HARDY, the Goal Superintendent, who bought Postlethwaite's old hack mare and used to ride her about the sandy lanes of the Reserve Forest, was wont to declare that the animal always came to a halt on the brow of a hill, or at any place where there was a fine view. I heard a guileless person once protest that horses never admire views. 'Nor did she,' replied Hardy. 'She used to start grazing. It was I that was expected to do the admiring.'

Postlethwaite was a dear old friend of mine, and without vouching for the literal accuracy of Hardy's story-for Hardy, too, I knew very well- I will go so far as to say that if ever it could be true of a horse, that horse would be Postlethwaite's. For indeed I never knew a man who took such an unfailing delight in the mere act of looking at nature as my old friend. The love of nature, like the romantic love of women, is a convention of the poets, a mystical experience to which we are all supposed to be subject, but which with many of us remains no more than a pretense, even when it is carried adroitly enough to deceive ourselves as well as others. Occasionally, however, one meets people who actually achieve one or other of these refinements of emotion. I never found out whether Postlethwaite had ever been in love. Probably he had, for he never married. About his realization of that other and safer and still rarer state of imaginative grace there could be no doubt whatever. The love of nature was his religion. He found in the leafy wilds, and

in the revolution of the seasons, that spiritual consolation, that sense of an impersonal and lasting order, which others look for in a church. The splendor of the forest was his ritual, and the spring his literal Easter.

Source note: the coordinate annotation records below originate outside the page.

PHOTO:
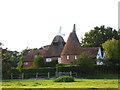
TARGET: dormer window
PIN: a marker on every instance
(35, 56)
(75, 57)
(68, 57)
(48, 59)
(25, 63)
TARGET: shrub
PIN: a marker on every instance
(38, 61)
(51, 64)
(64, 79)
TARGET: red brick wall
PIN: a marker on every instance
(29, 64)
(71, 59)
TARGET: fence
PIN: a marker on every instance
(39, 75)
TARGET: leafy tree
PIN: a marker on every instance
(38, 61)
(99, 35)
(112, 50)
(86, 62)
(19, 66)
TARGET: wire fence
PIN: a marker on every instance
(39, 75)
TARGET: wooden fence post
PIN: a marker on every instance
(56, 74)
(22, 75)
(48, 75)
(76, 74)
(11, 75)
(71, 73)
(36, 75)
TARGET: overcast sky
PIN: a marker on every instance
(34, 23)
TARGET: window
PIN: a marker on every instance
(75, 57)
(25, 63)
(59, 60)
(99, 63)
(48, 59)
(35, 56)
(68, 57)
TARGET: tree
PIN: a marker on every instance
(99, 35)
(112, 50)
(86, 62)
(38, 61)
(19, 66)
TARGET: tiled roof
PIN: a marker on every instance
(56, 47)
(72, 45)
(92, 51)
(32, 53)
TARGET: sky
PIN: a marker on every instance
(34, 23)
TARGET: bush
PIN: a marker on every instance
(51, 64)
(38, 61)
(64, 79)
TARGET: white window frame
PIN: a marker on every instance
(35, 56)
(75, 57)
(59, 60)
(68, 57)
(48, 59)
(25, 63)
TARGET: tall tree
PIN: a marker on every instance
(99, 35)
(112, 50)
(86, 62)
(38, 61)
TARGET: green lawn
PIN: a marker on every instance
(79, 83)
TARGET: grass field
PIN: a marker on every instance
(79, 83)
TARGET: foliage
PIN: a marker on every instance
(64, 79)
(86, 62)
(9, 59)
(6, 67)
(19, 66)
(51, 64)
(38, 61)
(99, 35)
(82, 84)
(112, 50)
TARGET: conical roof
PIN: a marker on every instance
(72, 46)
(56, 47)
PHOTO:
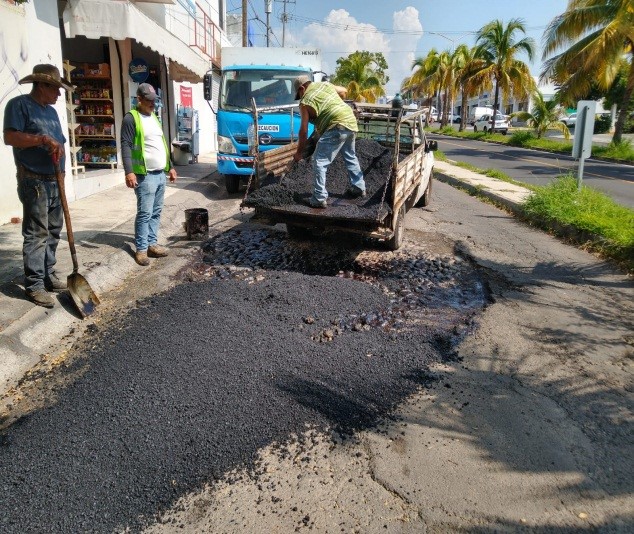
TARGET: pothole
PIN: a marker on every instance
(439, 292)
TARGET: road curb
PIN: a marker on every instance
(478, 190)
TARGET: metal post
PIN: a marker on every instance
(267, 9)
(244, 23)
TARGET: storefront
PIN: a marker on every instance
(105, 47)
(113, 46)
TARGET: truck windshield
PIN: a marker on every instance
(268, 87)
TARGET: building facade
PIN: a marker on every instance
(106, 48)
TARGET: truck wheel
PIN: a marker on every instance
(232, 183)
(426, 198)
(395, 242)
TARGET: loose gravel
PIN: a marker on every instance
(192, 383)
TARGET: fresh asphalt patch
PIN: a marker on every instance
(192, 383)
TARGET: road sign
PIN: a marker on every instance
(582, 146)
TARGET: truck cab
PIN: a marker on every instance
(262, 78)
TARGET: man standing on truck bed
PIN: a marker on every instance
(321, 103)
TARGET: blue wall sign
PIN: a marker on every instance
(138, 70)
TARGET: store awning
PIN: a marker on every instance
(120, 19)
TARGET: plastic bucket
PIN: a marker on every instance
(197, 223)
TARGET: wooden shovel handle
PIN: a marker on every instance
(69, 227)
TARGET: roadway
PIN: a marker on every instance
(540, 168)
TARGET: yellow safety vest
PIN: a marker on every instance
(138, 160)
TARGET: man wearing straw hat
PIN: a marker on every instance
(32, 127)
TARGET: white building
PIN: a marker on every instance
(113, 45)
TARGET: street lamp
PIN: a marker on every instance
(453, 49)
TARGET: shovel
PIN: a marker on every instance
(287, 170)
(83, 296)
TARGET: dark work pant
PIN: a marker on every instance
(42, 222)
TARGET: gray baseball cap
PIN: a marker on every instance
(298, 82)
(146, 91)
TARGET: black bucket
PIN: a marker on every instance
(197, 223)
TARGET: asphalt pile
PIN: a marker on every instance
(192, 383)
(297, 186)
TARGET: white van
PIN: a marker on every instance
(478, 112)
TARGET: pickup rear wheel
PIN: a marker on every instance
(395, 242)
(426, 198)
(232, 183)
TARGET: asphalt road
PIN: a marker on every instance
(540, 168)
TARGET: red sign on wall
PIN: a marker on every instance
(186, 96)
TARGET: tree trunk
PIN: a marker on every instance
(625, 104)
(463, 110)
(495, 101)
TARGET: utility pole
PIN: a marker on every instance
(285, 19)
(244, 23)
(268, 7)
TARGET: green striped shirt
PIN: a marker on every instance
(330, 108)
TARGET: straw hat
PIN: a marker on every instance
(46, 73)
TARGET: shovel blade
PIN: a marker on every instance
(82, 294)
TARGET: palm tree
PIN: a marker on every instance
(597, 35)
(469, 78)
(545, 115)
(363, 74)
(497, 46)
(430, 73)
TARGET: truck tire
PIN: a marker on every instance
(426, 198)
(395, 242)
(232, 183)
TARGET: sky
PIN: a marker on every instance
(401, 30)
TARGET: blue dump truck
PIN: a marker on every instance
(261, 77)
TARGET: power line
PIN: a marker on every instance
(368, 28)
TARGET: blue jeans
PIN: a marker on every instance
(42, 222)
(328, 146)
(150, 193)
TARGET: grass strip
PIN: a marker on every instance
(588, 217)
(524, 138)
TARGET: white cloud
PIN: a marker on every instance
(340, 35)
(403, 46)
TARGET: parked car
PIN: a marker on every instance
(485, 124)
(570, 120)
(477, 112)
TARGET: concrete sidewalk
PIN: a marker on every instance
(103, 225)
(502, 193)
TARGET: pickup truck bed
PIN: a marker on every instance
(397, 175)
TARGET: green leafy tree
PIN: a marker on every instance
(363, 74)
(595, 35)
(497, 45)
(545, 115)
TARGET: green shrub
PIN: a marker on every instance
(605, 226)
(521, 137)
(619, 151)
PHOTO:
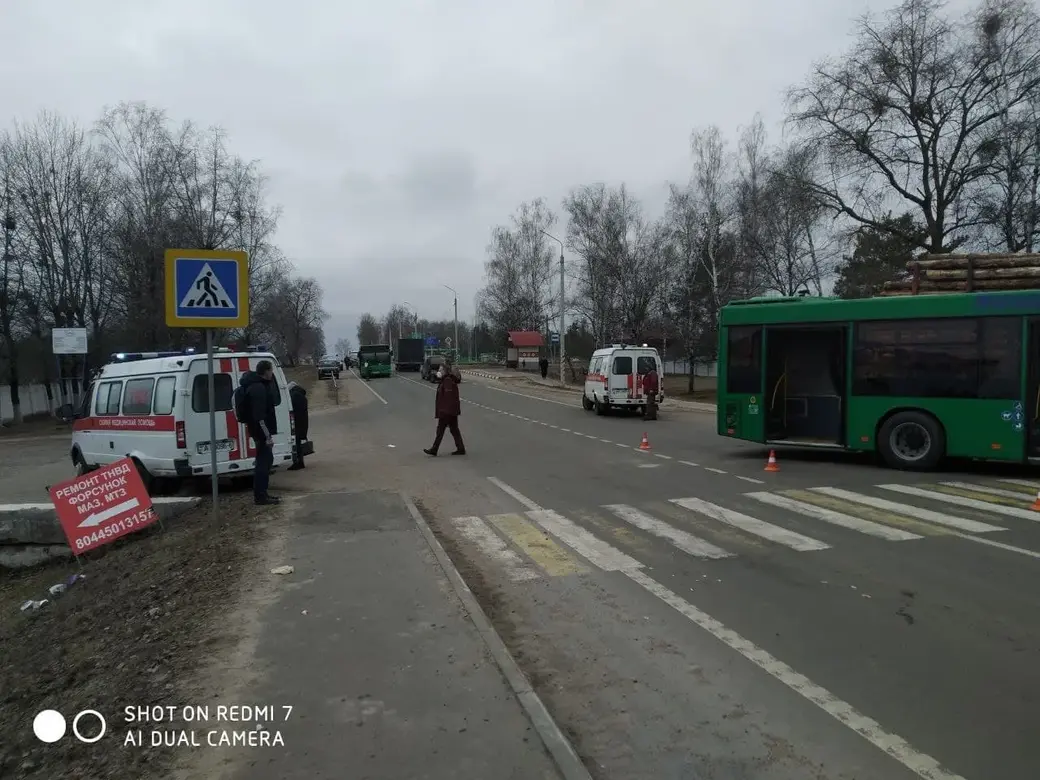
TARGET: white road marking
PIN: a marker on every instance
(1001, 545)
(45, 507)
(1023, 483)
(685, 542)
(512, 492)
(971, 503)
(836, 518)
(950, 521)
(988, 489)
(369, 386)
(492, 545)
(533, 397)
(752, 525)
(920, 763)
(586, 544)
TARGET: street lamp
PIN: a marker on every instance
(563, 304)
(456, 344)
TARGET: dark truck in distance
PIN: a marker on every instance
(410, 354)
(330, 365)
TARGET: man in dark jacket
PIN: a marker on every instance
(651, 386)
(447, 407)
(262, 424)
(299, 398)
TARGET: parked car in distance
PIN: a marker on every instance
(330, 365)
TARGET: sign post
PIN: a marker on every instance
(67, 341)
(208, 289)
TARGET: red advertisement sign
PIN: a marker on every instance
(101, 507)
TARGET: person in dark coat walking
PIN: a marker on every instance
(447, 407)
(262, 424)
(651, 386)
(297, 396)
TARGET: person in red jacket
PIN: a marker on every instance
(650, 387)
(447, 407)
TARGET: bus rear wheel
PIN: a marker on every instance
(912, 441)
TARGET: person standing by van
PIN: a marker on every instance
(262, 424)
(299, 397)
(651, 385)
(447, 407)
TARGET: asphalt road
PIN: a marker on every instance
(685, 614)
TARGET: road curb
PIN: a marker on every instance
(555, 742)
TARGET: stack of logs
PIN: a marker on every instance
(932, 274)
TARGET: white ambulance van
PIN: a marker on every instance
(154, 408)
(615, 378)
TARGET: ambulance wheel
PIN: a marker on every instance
(145, 476)
(80, 464)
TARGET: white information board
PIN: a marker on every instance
(69, 340)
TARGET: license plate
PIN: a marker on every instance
(225, 445)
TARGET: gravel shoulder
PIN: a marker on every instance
(136, 630)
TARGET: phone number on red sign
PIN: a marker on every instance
(128, 523)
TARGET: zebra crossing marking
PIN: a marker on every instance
(683, 541)
(950, 521)
(835, 518)
(1017, 495)
(752, 524)
(477, 531)
(550, 556)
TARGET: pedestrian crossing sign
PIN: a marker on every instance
(207, 288)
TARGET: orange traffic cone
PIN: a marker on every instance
(772, 465)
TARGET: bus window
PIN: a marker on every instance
(956, 358)
(744, 360)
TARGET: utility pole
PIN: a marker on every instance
(563, 308)
(456, 344)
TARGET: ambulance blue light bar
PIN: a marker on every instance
(130, 357)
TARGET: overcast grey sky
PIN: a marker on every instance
(397, 133)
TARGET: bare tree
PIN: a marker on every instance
(909, 114)
(1008, 198)
(519, 290)
(751, 206)
(137, 140)
(369, 331)
(296, 312)
(11, 284)
(797, 252)
(621, 269)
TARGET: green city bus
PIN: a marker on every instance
(914, 378)
(374, 360)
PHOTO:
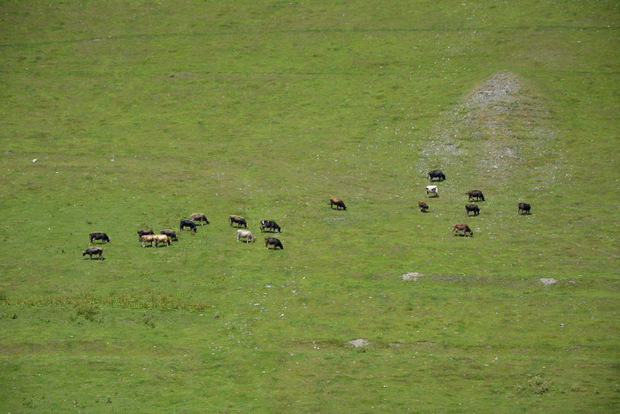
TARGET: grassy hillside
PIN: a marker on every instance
(139, 114)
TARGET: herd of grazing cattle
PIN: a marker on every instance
(166, 236)
(474, 195)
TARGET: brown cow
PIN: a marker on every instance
(240, 221)
(154, 239)
(524, 208)
(475, 194)
(337, 202)
(461, 230)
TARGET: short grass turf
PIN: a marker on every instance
(118, 116)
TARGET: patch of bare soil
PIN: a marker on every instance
(411, 276)
(546, 281)
(359, 342)
(499, 124)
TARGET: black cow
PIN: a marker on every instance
(524, 208)
(472, 208)
(337, 202)
(199, 217)
(144, 232)
(436, 175)
(240, 221)
(97, 251)
(170, 233)
(462, 230)
(272, 241)
(188, 223)
(475, 194)
(269, 225)
(99, 236)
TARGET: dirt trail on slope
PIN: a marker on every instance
(501, 124)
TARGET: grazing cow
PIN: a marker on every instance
(472, 207)
(240, 221)
(99, 236)
(272, 241)
(270, 225)
(97, 251)
(154, 239)
(247, 235)
(337, 202)
(461, 230)
(147, 238)
(436, 175)
(188, 223)
(144, 232)
(199, 217)
(170, 233)
(475, 194)
(432, 189)
(524, 208)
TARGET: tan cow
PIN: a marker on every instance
(154, 239)
(247, 235)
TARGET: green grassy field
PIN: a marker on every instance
(141, 113)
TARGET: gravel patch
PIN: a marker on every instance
(413, 276)
(359, 343)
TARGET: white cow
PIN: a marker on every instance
(247, 235)
(432, 189)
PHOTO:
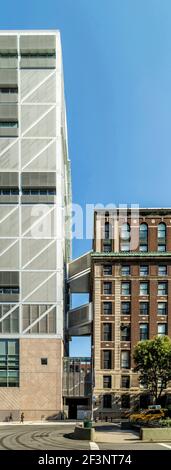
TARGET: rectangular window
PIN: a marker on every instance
(107, 270)
(143, 288)
(107, 381)
(143, 247)
(143, 331)
(162, 288)
(107, 359)
(162, 308)
(125, 308)
(125, 332)
(107, 246)
(125, 381)
(144, 308)
(125, 270)
(125, 288)
(125, 359)
(143, 270)
(125, 401)
(107, 308)
(107, 288)
(107, 332)
(107, 401)
(44, 361)
(162, 329)
(125, 246)
(161, 248)
(162, 270)
(9, 363)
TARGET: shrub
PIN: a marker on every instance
(165, 422)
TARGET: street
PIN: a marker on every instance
(57, 437)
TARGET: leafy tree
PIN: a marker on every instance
(153, 362)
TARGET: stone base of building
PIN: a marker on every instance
(39, 395)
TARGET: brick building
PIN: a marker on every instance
(131, 295)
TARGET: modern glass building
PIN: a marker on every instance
(35, 193)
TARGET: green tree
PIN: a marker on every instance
(153, 362)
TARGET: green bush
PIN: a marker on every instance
(165, 422)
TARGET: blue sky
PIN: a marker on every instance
(117, 65)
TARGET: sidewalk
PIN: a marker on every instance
(40, 423)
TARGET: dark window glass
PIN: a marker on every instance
(125, 231)
(125, 381)
(143, 232)
(144, 308)
(107, 359)
(143, 270)
(125, 359)
(108, 231)
(125, 332)
(161, 248)
(162, 270)
(125, 246)
(125, 401)
(162, 308)
(143, 235)
(162, 288)
(44, 361)
(107, 270)
(107, 401)
(143, 288)
(107, 288)
(107, 247)
(161, 231)
(143, 331)
(107, 308)
(162, 329)
(143, 248)
(125, 288)
(107, 381)
(107, 332)
(125, 308)
(125, 270)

At least that is how I seem to myself best able to describe, albeit by a loose figure, his spiritual attitude. I am far from supposing myself able to explain it, although I have studied and considered long the general question involved. Young men, furnished with ability, tell me nowadays that the love of nature is no more essentially 'æsthetic,' as they hideously label the business and concern of beauty, than any other emotion. I am not concerned to show that they are wrong. Possibly Postlethwaite's affection for the wild, his 'forest sense,' as the early Buddhists had it, was compounded of many little material preferences and personal habits and accidental associations -the love of fresh air and bodily exercise, of solitude and thought and easier daydream, even of relief and relaxation and vacancy, for Postlethwaite was an overworked upcountry judge, and his morning walks and rides must have been a grateful change from the stuffy day-long drudgery of the courthouse, and all the paraphernalia -to quote another South Indian judge-of

Parallel cases and criminal faces
Of prisoners all in a row.

Postlethwaite remained a district judge to the end of his working life,

for he steadily declined to go to the High Court, lest he should lose his rural recreation. Self-indulgence of this type has its own nobility, and I always refused to accept in any vulgar sense the allegation of certain cynics that what Postlethwaite really loved and cultivated and admired, like a platonic and middle-aged Narcissus, was his own company and his own soul. But in a finer sense he would have accepted it himself—in the sense, namely, of the sage of the Upanishads who declared that not for the love of a wife is a wife dear, not for the love of sons, or wealth, or virtue, or wisdom, are any of these things dear, 'but for the love of the soul all these are dear.' I remember his actually applying this passage to the love of nature, in amplification of the Swiss philosopher's observation that 'every landscape is a state of the soul.' For Postlethwaite, like many lovers of nature who have never heard of the Upanishads, was a devout pantheist.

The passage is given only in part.